File linkchecker.spec of Package linkchecker
#
# spec file for package linkchecker (Version 4.9)
#
# Copyright (c) 2008 SUSE LINUX Products GmbH, Nuernberg, Germany.
# This file and all modifications and additions to the pristine
# package are under the same license as the package itself.
#
# Please submit bugfixes or comments via http://bugs.opensuse.org/
#
# norootforbuild
Name: linkchecker
%define _prefix /usr
BuildRequires: python-devel python-xml
Requires: tidy
Url: http://linkchecker.sourceforge.net
License: GPL v2 or later
Group: Productivity/Networking/Web/Utilities
Summary: Check Websites and HTML Documents for Broken Links
Version: 4.9
Release: 1
Source0: %{name}-%{version}.tar.bz2
BuildRoot: %{_tmppath}/%{name}-%{version}-build
Prefix: %{_prefix}
%description
LinkChecker checks websites and HTML documents for broken links.
Features are:
* recursive checking
* multithreaded
* output in colored or normal text, HTML, SQL, CSV, XML or a sitemap
graph in different formats
* HTTP/1.1, HTTPS, FTP, mailto:, news:, nntp:, Gopher, Telnet and
local file links support
* restriction of link checking with regular expression filters for
URLs
* proxy support
* username/password authorization for HTTP and FTP
* robots.txt exclusion protocol support
* i18n support
* a command line interface
* a (Fast)CGI web interface (requires HTTP server)
Authors:
--------
Bastian Kleineidam <calvin@users.sourceforge.net>
%prep
%setup -q
cp -a doc/examples .
for file in `grep -rl python2.4 .` ; do
sed -i -e "s@python2.4@python2.5@g" $file
done
%build
env CFLAGS="%{optflags} -fno-strict-aliasing" python setup.py build
%install
python setup.py install --root=%{buildroot} --prefix=%{_prefix} --record-rpm=INSTALLED_FILES.in
# 'brp-compress' compresses the manpages without distutils knowing.
# So append ".gz" suffixes to the affected manpage filenames.
sed -i -e 's@/usr/share/man/man\([[:digit:]]\)/\(.\+\.[[:digit:]]\)$@%doc /usr/share/man/man\1/\2.gz@g' INSTALLED_FILES.in
sed -i -e 's@/usr/share/man/de/man\([[:digit:]]\)/\(.\+\.[[:digit:]]\)$@%doc /usr/share/man/de/man\1/\2.gz@g' INSTALLED_FILES.in
sed -i -e 's@/usr/share/man/fr/man\([[:digit:]]\)/\(.\+\.[[:digit:]]\)$@%doc /usr/share/man/fr/man\1/\2.gz@g' INSTALLED_FILES.in
rm -rf examples
mv %{buildroot}%{_datadir}/%{name}/examples ./
grep -F -v /usr/share/linkchecker/examples INSTALLED_FILES.in > INSTALLED_FILES
rm -rf doc/examples
#%clean
#rm -rf %{buildroot}
%files -f INSTALLED_FILES
%defattr(-,root,root)
%doc examples TODO.txt doc/ cgi-bin/lconline/ README.txt
%changelog
* Tue Apr 29 2008 pth@suse.de
- Update to 4.9:
* Parse Shockwave Flash (SWF) for URLs to check
* Don't parse <script for=""> attributes since they specify IDs,
not URLs.
* Fix bash filename completion script:
- add missing COMPREPLY variable
- support whitespace in files using "-o filenames" bash completion
option
- support subdirs by adding a FileCompleter argument matcher to
optcomplete.autocomplete()
* Prevent unicode errors when an email address contains non-ascii
characters.
* Workaround for buggy servers that break protocol synchronization of
persistent HTTP connections.
* Properly fall back to DNS A requests when no MX host could be found
for a mailto: URL.
* Double Ctrl-C aborts checking immediately, without cleanup.
* Internal patterns now accept URLs with and without "www." prefixes
as default.
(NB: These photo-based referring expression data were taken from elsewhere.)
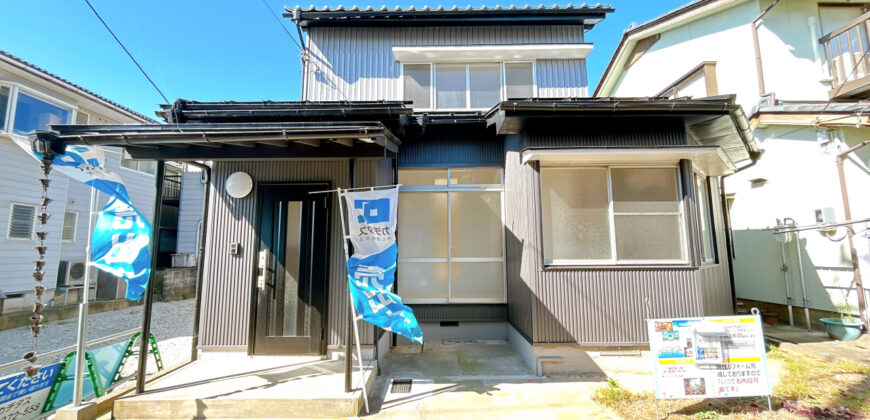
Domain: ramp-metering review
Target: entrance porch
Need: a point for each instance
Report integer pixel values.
(234, 385)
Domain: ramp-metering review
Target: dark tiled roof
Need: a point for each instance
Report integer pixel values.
(57, 78)
(555, 14)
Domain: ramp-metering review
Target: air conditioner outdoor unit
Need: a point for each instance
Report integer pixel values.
(75, 273)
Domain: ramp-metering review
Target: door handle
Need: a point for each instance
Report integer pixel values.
(261, 269)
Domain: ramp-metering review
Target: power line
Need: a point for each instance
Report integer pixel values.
(277, 19)
(126, 51)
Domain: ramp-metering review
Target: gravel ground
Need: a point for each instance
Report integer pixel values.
(171, 324)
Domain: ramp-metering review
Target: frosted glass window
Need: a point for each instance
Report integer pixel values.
(450, 86)
(576, 220)
(519, 81)
(4, 106)
(705, 219)
(477, 280)
(423, 176)
(648, 237)
(422, 229)
(475, 224)
(644, 190)
(484, 82)
(35, 114)
(417, 85)
(480, 175)
(422, 280)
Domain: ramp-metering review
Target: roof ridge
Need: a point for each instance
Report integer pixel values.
(51, 75)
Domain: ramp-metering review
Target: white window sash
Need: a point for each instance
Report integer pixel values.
(614, 260)
(458, 188)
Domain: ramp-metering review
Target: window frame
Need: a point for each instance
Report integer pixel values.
(711, 219)
(614, 261)
(433, 88)
(138, 163)
(459, 188)
(32, 235)
(12, 106)
(75, 225)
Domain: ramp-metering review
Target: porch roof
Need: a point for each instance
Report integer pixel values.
(235, 141)
(714, 121)
(249, 130)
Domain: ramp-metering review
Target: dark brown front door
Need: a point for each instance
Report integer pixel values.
(292, 270)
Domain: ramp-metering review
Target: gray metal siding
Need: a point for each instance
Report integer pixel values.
(467, 147)
(561, 78)
(358, 64)
(226, 299)
(595, 305)
(460, 312)
(520, 262)
(614, 131)
(190, 210)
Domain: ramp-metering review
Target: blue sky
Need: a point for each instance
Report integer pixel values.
(206, 50)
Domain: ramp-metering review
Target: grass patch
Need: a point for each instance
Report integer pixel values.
(613, 394)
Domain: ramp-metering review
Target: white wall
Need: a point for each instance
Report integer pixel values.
(801, 175)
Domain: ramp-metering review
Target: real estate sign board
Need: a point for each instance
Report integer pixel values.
(711, 357)
(22, 397)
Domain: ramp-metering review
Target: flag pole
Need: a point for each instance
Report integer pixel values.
(83, 309)
(353, 319)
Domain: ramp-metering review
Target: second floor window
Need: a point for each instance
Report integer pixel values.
(452, 86)
(22, 112)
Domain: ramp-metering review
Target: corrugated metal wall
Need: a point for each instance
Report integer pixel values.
(521, 264)
(561, 78)
(355, 64)
(591, 306)
(463, 145)
(227, 288)
(608, 132)
(715, 279)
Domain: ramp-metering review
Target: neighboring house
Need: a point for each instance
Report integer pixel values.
(800, 54)
(33, 99)
(528, 211)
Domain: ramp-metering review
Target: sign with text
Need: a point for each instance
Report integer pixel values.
(22, 397)
(712, 357)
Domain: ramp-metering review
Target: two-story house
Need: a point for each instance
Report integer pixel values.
(528, 211)
(799, 70)
(31, 99)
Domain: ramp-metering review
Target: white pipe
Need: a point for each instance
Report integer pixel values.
(345, 237)
(787, 285)
(83, 310)
(801, 273)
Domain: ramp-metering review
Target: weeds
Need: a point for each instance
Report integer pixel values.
(613, 394)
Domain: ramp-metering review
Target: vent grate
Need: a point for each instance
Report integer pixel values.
(401, 386)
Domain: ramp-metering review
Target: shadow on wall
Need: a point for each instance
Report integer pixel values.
(758, 273)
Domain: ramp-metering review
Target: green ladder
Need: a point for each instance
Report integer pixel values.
(61, 390)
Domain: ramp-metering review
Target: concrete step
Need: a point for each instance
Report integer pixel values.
(311, 390)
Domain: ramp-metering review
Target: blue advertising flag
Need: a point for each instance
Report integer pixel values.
(371, 271)
(121, 236)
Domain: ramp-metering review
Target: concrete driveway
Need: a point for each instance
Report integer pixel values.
(478, 380)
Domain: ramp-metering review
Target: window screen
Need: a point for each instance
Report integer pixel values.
(450, 86)
(34, 114)
(69, 226)
(610, 215)
(484, 82)
(21, 220)
(417, 85)
(4, 106)
(518, 80)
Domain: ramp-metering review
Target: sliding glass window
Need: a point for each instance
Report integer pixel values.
(451, 235)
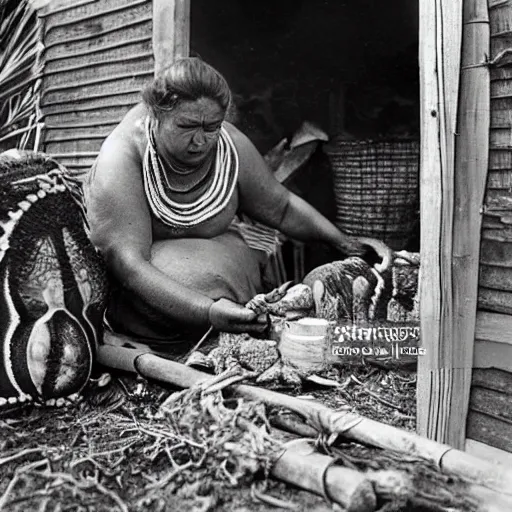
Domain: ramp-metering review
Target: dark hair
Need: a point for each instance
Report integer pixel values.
(186, 79)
This allows sites to check that use both variants.
* Added --check-html and --check-css options to enable HTML and CSS
syntax checking. Uses third-party modules "tidy" and "cssutils"
for the actual check.
* Mon Jan 07 2008 pth@suse.de
- Update to 4.8. Changes since 4.5:
* Fixed default config file syntax by not indenting comment lines
* Don't set the URL result on redirections when getting the content.
* Ignore errors when opening the log file output, and display a warning
instead.
* Added some more examples.
* Pull in changes from Python subversion repository to locally stored
gzip and httplib modules.
* Mention in the documentation that --anchors enables logging of
the anchor warning.
* Make sure --anchors and --no-warnings play along in the configuration.
* Check that charset is not None before lowering it in set_encoding().
* Use standard "utf-8" charset name instead of "utf8" for the XML output
encoding.
* Added "created" attribute in XML output root element.
Added "result" attribute in XML output valid element.
* Fix printing of unicode names. Thanks to Frank Bennet for the hint.
* Deprecate gopher: URLs. They do not really exist anymore and the
gopherlib module in Python 2.5 is deprecated and will vanish soon.
* Fix message typo for not disclosing information.
* Always read the request body data on persistent HTTP connections, else
subsequent calls will get data from the previous request.
* Zope server workaround: assume missing HEAD support when receiving
text/plain on a HEAD request. Switch to GET request in this case.
* Prevent double encoding in HTML info output.
* Honor urllib.proxy_bypass() when ignoring proxy settings.
This only affected Windows systems, since on other platforms
the proxy_bypass() function always return False (on Python <= 2.5
that is).
* Document the --configfile option in the man page.
* Remove comments from CSS content before searching for links.
* Try to detect unkonwn URL schemes from the command line, eg. URLs
like "rtsp://foo".
* Fix typo in warnings and use constants for the warning strings
to avoid this in the future.
* Make sure LinkChecker does not check paths that are not prefixed
with the start URL.
* Try to solve the "Too many open files" errors that users have
encountered.
+ Ensure that the connection of a checked URL are closed after checking
(except for reused connections in the connection pool).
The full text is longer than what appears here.